Forum OpenACS Q&A: Re: Asian Characters and UTF-8 Encoding - Any experiences?

Collapse
Posted by Brian Fenton on
I've certainly had no problems with double-byte characters using a UTF-8 database, but I've only been using European letters. Maybe somebody else can confirm that there are no issues with Asian characters.

The latest version of the OpenACS install docs recommends a Character Set of UTF8:

http://openacs.org/doc/current/oracle.html

Best wishes,
Brian

Collapse
Posted by Nis Jørgensen on
At Greenpeace we are serving Arabic and Hebrew pages using UTF-8, Russian using iso-8859-6 and Chinese using big5 and EUC-CN*. All this from one AOLServer setup (hacking the content type header)

Using AOLServer 3.3oacs, a heavily modified OpenACS 4.6.3 and Oracle 8.1.7 with UTF-8 encoding

/Nis

* Note: The EUC-CN encoding is commonly referred to as GB2312 - but the two are different encodings of the same character set, and EUC-CN is the one everyone is using.

Collapse
Posted by Frank Bergmann on
Ni Nis,

thanks a lot for your comment. May I ask you why you are using different encodings for Russian and Chinese?

Bests,
Frank

Nis,

I have some issues with displaying German characters in an old 4.6.2 through ad33.13. Any text returned from PostgreSQL displays properly but any UTF-8 text in adp pages or pulled from the file system simply displays question marks in browsers.

I have tried adding a meta http-equiv tag to set the content-type charset parameter to UTF-8 and also have tried setting it to iso8859-1 but this makes absolutely no difference.

I wonder if you would give me some guidance on how to hack the content type header from aolserver. Also does the ns_param OutputCharset parameter work for ad33.13 or is this a parameter for a later version of Aolserver?

Many Thanks

Regards
Richard

Richard, in your AOLserver config file, do you perhaps have some settings like these?:

ns_section ns/parameters
   ns_param OutputCharset iso-8859-1
   ns_param HackContentType 1

ns_section ns/MimeTypes
   set mime_plain {text/plain; charset=iso-8859-1}
   set mime_html  {text/html; charset=iso-8859-1}

   # See also "http://dqd.com/~mayoff/encoding-doc.html" for advice on
   # character sets and MIME types in AOLserver.

   ns_param Default     $mime_plain
   ns_param NoExtension $mime_plain
   ns_param .txt  $mime_plain
   ns_param .text $mime_plain
   ns_param .htm  $mime_html
   ns_param .html $mime_html

That's what I use in AOLserver 4.0.10, but note that I am purposely serving only iso-8859-1 content. If you are trying to serve UTF-8, some of the settings above would probably break stuff for you.

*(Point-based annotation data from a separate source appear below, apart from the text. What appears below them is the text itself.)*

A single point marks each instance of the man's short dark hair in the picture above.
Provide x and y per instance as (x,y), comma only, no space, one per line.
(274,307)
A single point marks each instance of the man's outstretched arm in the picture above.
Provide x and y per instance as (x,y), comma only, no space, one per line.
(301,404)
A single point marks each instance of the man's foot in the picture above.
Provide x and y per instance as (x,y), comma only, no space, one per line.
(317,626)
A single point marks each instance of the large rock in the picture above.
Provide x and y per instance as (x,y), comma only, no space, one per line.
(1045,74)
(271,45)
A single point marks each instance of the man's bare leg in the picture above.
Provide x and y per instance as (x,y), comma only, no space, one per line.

Talk about serendipity ... I randomly went to look at openacs.org for the first time for months - and found this (I did not have notifications on for this thread - I believe there should be a way to set forums up to always do that).

Anyway, I don't think your problem is the same that we solved. All our adp files were[1] in plain ASCII - the big trick was to make AOLServer do the "correct" conversion of the generated page (Unicode -> local encoding)

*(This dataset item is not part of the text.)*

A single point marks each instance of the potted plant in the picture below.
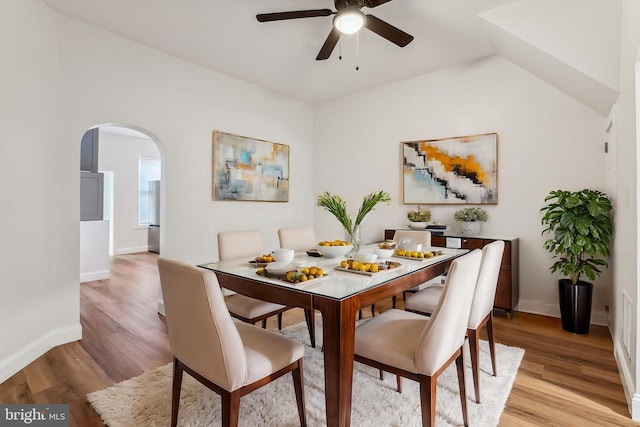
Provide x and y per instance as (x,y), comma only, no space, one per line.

It sounds to me like AOLServer makes wrong assumptions about the charset of your files. Not sure how to handle that.

[1] We are now running a new OACS-based CMS, serving everything as utf-8.

Hi All,

Well I was searching for Unicode to Arabic conversions and came across this post.

What I am trying to do is convert some unicode data that I have into Arabic, there is a function written that does the conversion using a sequence of Case stmts and it searches for the unicode chars and then replaces it with the corresponding Arabic character.

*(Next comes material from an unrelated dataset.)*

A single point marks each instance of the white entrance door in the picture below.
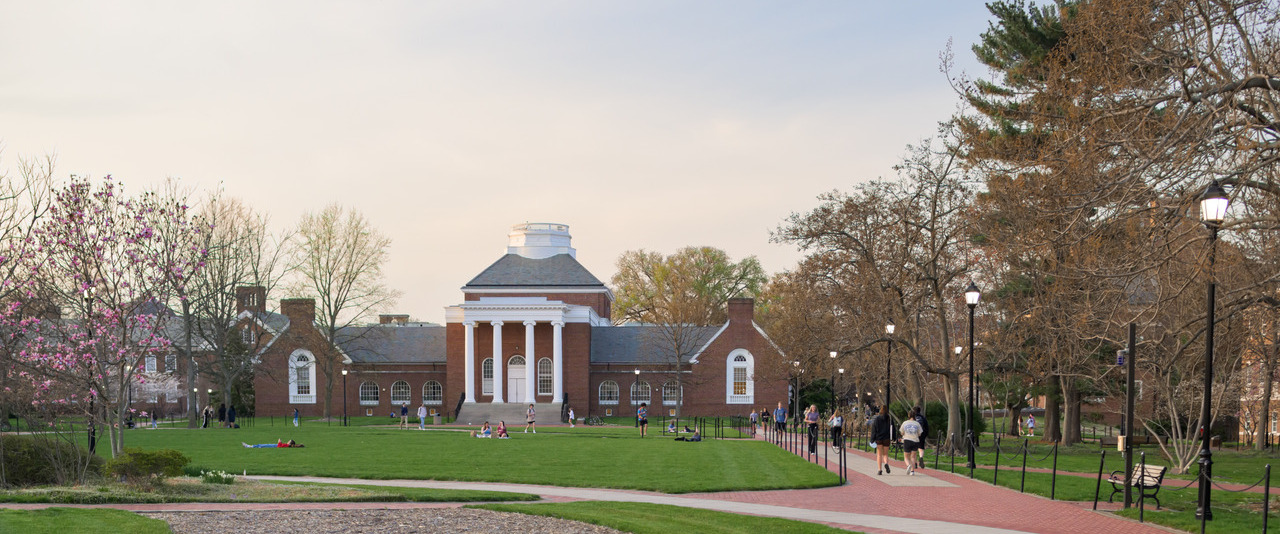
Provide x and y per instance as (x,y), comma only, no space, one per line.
(516,379)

e.g. IF strT = '067E' THEN Dest := Dest || Chr(129 USING NCHAR_CS); --129Arabic Peh

Well the function works correctly in Oracle 9i and above but refuses to compile in versions of Oracle below 9i.

Here are some more details:
Oracle Version: Oracle 8.1.7
Compilation error: PLS 00561- Characterset mismatch on value for parameter 'Right'.

I am assuming it is the Nchar_cs that creates the problem.

Would appreciate any help on this. Thx in Advance

Regards
Chetz

I have recycled the parts of my brain I used to store Oracle knowledge. Even then, I don't think I ever worked with non-standard character sets in it - only ASCII and some Oracle version of unicode.

My suggestion would be to do any transformations in tcl, rather than in Oracle. In fact I would suggest getting rid of Oracle and switch to Postgres. We did, and I haven't had a single moment of regret.

/Nis